I meant the people on the islands. It’s obvious that there was significant movement on the continents.

But it’s possible that travel between the islands accustomed their residents to the occasional arrival of strangers, and that it’s not necessary to postulate that they were used to the occasional arrival of people from other continents in order for them not to freak out when that did happen.

– I don’t see how it would even be possible to have a trade route that only moved goods and not people. Even now, people are needed to move the goods, and some of those people have to travel with them.

A trade route needs someone to carry the goods. A trade network just requires handoffs between neighbors. Of course, in the real world, those usually aren’t totally distinct.

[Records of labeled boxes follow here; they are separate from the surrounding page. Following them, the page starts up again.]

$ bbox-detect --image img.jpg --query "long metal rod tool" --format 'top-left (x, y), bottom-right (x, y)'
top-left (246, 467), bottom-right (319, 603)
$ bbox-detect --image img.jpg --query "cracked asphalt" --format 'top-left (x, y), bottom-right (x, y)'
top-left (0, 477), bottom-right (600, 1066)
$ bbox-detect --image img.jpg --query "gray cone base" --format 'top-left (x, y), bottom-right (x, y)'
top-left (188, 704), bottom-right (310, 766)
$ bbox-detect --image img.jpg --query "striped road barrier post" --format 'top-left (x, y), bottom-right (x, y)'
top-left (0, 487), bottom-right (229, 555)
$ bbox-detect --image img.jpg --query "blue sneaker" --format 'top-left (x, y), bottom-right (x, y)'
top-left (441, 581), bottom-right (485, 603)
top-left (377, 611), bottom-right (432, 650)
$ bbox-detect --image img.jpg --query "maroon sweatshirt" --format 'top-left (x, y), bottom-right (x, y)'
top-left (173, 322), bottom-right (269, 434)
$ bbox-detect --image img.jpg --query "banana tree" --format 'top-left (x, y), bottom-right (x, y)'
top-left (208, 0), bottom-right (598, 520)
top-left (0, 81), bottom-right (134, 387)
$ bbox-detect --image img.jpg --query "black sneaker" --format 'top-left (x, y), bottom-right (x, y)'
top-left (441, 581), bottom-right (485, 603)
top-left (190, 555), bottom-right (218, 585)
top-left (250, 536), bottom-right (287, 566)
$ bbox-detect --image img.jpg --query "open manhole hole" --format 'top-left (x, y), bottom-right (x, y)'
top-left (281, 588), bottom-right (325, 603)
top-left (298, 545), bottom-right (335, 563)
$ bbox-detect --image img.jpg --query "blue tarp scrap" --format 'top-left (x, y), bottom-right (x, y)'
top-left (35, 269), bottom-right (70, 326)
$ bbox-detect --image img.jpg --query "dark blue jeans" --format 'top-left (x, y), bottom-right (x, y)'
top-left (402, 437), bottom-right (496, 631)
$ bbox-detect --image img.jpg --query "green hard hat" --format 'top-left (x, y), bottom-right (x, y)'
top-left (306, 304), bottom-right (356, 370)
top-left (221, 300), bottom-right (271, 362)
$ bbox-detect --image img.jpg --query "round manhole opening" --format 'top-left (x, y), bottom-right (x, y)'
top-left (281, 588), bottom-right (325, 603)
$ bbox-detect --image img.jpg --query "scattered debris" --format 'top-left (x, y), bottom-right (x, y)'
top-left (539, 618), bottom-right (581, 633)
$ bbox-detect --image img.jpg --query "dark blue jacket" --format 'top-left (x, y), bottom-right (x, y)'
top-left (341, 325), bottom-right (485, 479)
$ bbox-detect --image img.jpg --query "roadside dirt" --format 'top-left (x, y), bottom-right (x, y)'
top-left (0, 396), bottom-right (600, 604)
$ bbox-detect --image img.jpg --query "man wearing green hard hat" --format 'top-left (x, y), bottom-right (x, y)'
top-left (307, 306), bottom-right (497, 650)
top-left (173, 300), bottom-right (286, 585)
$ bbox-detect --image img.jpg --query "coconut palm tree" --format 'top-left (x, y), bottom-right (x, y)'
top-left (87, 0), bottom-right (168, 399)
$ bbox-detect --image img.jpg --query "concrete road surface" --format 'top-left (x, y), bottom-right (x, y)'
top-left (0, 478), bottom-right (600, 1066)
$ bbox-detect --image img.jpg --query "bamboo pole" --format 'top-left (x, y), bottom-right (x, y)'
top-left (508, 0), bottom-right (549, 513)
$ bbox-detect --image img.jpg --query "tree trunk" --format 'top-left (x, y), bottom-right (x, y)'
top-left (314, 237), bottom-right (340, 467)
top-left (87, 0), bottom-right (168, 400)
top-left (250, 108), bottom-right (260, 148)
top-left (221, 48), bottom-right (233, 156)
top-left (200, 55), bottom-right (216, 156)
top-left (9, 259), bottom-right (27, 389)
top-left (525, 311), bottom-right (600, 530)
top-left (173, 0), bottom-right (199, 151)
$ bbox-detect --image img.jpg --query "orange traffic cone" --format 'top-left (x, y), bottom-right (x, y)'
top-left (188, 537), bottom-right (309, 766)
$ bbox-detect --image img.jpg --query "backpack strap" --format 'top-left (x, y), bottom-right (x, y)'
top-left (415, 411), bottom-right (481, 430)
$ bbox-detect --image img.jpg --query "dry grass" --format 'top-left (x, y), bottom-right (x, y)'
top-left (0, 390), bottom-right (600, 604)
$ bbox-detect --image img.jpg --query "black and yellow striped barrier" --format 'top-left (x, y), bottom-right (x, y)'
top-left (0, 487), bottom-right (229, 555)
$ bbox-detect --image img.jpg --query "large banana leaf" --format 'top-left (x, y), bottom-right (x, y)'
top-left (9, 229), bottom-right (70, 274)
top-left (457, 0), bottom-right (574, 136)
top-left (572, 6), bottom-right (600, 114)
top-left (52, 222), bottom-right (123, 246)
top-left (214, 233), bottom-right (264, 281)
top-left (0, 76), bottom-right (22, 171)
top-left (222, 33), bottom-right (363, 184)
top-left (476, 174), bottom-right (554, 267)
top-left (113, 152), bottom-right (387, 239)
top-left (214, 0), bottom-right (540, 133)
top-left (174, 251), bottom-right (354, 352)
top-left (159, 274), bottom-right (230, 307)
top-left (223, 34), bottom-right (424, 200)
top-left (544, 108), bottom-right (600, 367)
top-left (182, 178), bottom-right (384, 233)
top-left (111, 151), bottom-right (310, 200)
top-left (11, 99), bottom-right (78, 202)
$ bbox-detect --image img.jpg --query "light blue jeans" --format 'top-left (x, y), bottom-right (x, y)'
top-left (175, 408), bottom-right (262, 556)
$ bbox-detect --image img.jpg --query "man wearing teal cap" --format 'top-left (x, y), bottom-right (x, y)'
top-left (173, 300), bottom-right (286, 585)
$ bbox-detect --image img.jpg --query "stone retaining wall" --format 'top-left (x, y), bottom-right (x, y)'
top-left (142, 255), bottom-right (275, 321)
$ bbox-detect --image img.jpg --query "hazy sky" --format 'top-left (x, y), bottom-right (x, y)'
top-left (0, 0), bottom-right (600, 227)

It’s not that they couldn’t have built trade routes, but that the original settlement of the Americas was overland or coastal, not trans-oceanic. There were lots of trade routes in the Americas, as other posters have said, but trade routes across the Pacific would have been much harder to achieve, and also not have much of a profit margin. Trade routes are always developed in ways that someone is going to profit, so coastal or overland trade routes in South America would be much more likely to evolve than trans-Pacific trade routes.

Also, I don’t recall hearing of inter-island warfare between groups on the widely spaced islands. After all, (a) there’s not much in the way of booty to make it worthwhile in Polynesian life, (b) there’s less likelihood of creating offense and feuds when it takes a week or more between islands, (c) any war party risks being overtaken by a whole angry island flotilla chasing them home.

Most stories of explorations of the South Sea Islands recount hordes of friendly canoe-loads coming out to greet them; the only risk being, they also stole them blind. At which point the Europeans retaliated and things went downhill from there, to the point where for example, Captain Cook was cooked.

The logical main “booty”, women, were sometimes traded from island to island - they were well aware of inbreeding risks.

The same story is told by explorers in many areas - the interior of Africa or Asia, for example. Hospitality to visitors passing through was good; they only were hostile to neighbours who tried to encroach on their territory, possibly intending to take it. Where the locals are hostile, is where earlier encounters did not go well. (A good example is the Andaman Islands, where that one island, for example, the locals kill anyone who comes ashore. They came by this attitude honestly, having been raided for slaves since the islands were found by nearby kingdoms in the 1200’s.)

According to google, the phrase “constipated albatross theory” does not appear on the internet.

Up until now, that is.

j

Well done. You’ve made the Dope proud.